今回のE3会場では,MicrosoftブースだけでなくATI社のブースでも公開されており,もはや"秘密プロジェクト"でなくなっているのが分かる。
ただし,紹介されていたマップは暗いダンジョンとプレイヤータウンであり,昨年に見せてもらった広大な都市ほどインパクトのあるものではなかったのは残念。とはいえ,片側だけで何十砲ものキャノンを装備している巨大な帆船が戦っているような場面も公開されており,大作の片鱗くらいは感じ取ることができた。

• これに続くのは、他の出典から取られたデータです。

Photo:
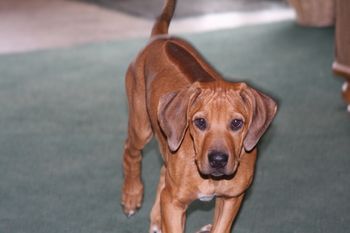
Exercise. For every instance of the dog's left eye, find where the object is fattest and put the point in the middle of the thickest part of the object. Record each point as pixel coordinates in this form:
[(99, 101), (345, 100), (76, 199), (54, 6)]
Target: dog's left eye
[(200, 123), (236, 124)]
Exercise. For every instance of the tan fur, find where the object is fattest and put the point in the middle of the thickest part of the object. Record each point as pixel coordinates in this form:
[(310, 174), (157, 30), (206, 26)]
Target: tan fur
[(169, 85)]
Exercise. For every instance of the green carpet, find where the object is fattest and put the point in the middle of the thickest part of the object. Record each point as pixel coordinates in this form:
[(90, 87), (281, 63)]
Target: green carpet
[(151, 8), (63, 119)]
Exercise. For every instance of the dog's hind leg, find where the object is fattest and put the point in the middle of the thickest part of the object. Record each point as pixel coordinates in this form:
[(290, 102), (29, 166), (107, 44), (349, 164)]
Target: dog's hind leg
[(155, 226), (139, 134)]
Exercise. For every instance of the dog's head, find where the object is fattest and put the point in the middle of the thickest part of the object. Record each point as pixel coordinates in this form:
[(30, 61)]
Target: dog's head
[(222, 118)]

今回のデモで公開されていた新要素は,キャラクターメイキング,クラフティング,そしてアドベンチャー(戦闘)の三つ。順を追って紹介していこう。
■キャラクターメイキング
このほかプレイヤーが選択できる種族としては,トラ人間のクラセシャ(Kurashesha),ドワーフ,ダークエルフ,ウッドエルフ,ノーム,ゴブリン,ハーフエルフ,ハーフジャイアント,ハーフリング,オーク,そして実態不明のヴァルネイン(Valnane)と,初期段階で計18種族あり,ほかのMMORPGと比べてもかなり選択肢が多くなっている。とくに,ゴブリンが選択種族の一つに入っているのがユニークだ。
キャラクターメイキングでは,ファーストネームとファミリーネーム,性別,そして容姿を選んでキャラクターを作成する。ここまでは一般的だが,Vanguardでユニークなのは,キャラクタークラスが,"アドベンチャリング" "クラフティング",そして"ディプロマシー"(外交)の3グループあり,それぞれ一つずつ選択しなければならないということ。つまりプレイヤーは,ゲーム開始時にウォリアーやメージなど戦闘に関わるクラスを選択するだけでなく,アーキテクトやプロスペクター(鉱山技師),グリーナー(収集業者)などのクラフティング用クラスと,ディプロマット(外交官)やポリティシャン(政治家)といった外交用クラスの三つを選ぶ必要があるわけだ。
それぞれのクラスにある選択肢の数は判明しなかったが,キャラクター種族と職業の組み合わせが,実に多岐にわたるであろうことは間違いない。面白いのは,ちょうど「大航海時代 Online」のように,レベルアップは三つの分野で別々に行われるようになっていること。戦闘に一切参加しなくても,クラフティングやディプロマシーで大成することも可能なのだ。
■クラフティング
しかし,Vanguardにおけるその概念は,少し複雑だ。プレイヤーがクラフトを行うときは,金床や木工具,窯の前に行って作業を始める。作業は3段階に分かれていて,まずは必要な資源を集めて投与する"アセンブリ"(組み立て)のステージ。クラフティング専用のインタフェースを引き出し,組み立てを行うことになる。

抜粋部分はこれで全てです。